The COVID-19 virus outbreak presents the greatest danger to the world economy since the global financial crisis and governments must act now to limit its spread, the Organization for Economic Cooperation and Development warns.
The OECD's latest Interim Economic Outlook, published Monday, said the spread of COVID-19 beyond China is causing "human suffering and economic disruption."
The OECD downgraded its growth forecasts. Under a best-case scenario of limited outbreaks outside China, world growth is expected to be 2.4% in 2020, down from a November projection of 2.9%.
G20 countries are now expected to grow at 2.7%, down 0.5 percentage points vs. the previous outlook; and eurozone country GDP is projected to be 0.8%, down 0.3 percentage points. China growth is expected to fall 0.8 percentage points to 4.9% for 2020; U.S. growth was revised down 0.1 percentage points to 1.9%; and U.K. growth fell in the latest outlook by 0.2 percentage points to 0.8% in 2020.
COVID-19 is caused by a member of the coronavirus family that's a close cousin to the SARS and MERS viruses that have caused outbreaks in the past.
In addition to a best-case scenario — where the virus is broadly contained — a domino case where COVID-19 is more widespread was also presented in the outlook.
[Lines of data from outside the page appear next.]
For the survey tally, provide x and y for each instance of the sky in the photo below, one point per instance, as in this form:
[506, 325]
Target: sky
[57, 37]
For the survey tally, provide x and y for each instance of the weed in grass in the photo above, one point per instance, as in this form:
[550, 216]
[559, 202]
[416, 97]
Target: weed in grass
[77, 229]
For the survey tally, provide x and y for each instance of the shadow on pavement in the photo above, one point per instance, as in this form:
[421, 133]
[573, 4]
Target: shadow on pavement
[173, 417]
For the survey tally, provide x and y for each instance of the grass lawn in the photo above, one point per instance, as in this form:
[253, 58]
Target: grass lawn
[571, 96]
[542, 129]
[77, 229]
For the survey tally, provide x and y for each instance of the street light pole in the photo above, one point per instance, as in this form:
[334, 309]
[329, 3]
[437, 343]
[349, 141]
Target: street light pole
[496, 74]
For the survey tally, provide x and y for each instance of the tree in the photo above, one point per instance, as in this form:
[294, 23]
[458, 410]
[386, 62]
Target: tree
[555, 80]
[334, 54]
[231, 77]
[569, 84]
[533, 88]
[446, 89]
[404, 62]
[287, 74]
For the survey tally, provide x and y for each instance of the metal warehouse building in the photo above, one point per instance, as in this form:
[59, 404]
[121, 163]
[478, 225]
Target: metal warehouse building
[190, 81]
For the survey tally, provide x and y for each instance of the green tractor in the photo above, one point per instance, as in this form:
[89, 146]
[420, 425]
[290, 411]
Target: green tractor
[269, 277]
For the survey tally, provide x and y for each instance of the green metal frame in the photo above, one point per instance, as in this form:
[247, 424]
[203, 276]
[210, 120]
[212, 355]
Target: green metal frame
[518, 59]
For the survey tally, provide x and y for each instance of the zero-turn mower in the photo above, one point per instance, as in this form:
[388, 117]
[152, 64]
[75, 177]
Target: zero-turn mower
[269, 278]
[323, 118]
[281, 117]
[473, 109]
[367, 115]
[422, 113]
Both cases call for governments "to act swiftly and forcefully to overcome the coronavirus and its economic impact." Stimulus measures in addition to pre-coronavirus fiscal easing — in Canada, Germany, Japan and the U.K., for example — are necessary. "Additional stimulus measures could be implemented without endangering debt sustainability in a number of economies, including Australia and Germany," the outlook said.
However, the outlook noted that "the scope for sizeable discretionary fiscal easing is limited in some advanced countries with relatively high debt and budget deficits, but governments can still support economic activity by changing the structure of spending and taxes towards areas and actions that help to contain the effects of virus outbreaks and help support economic growth and incomes."
Further moves include allowing for flexible working conditions in order to preserve jobs and the provision of "adequate liquidity" to allow banks to help companies with cash-flow issues.
In the case of the domino scenario, in which global growth drops to 1.5% in 2020, "coordinated policy action within and across all the major economies is necessary for effective and timely economic stabilization," the outlook said.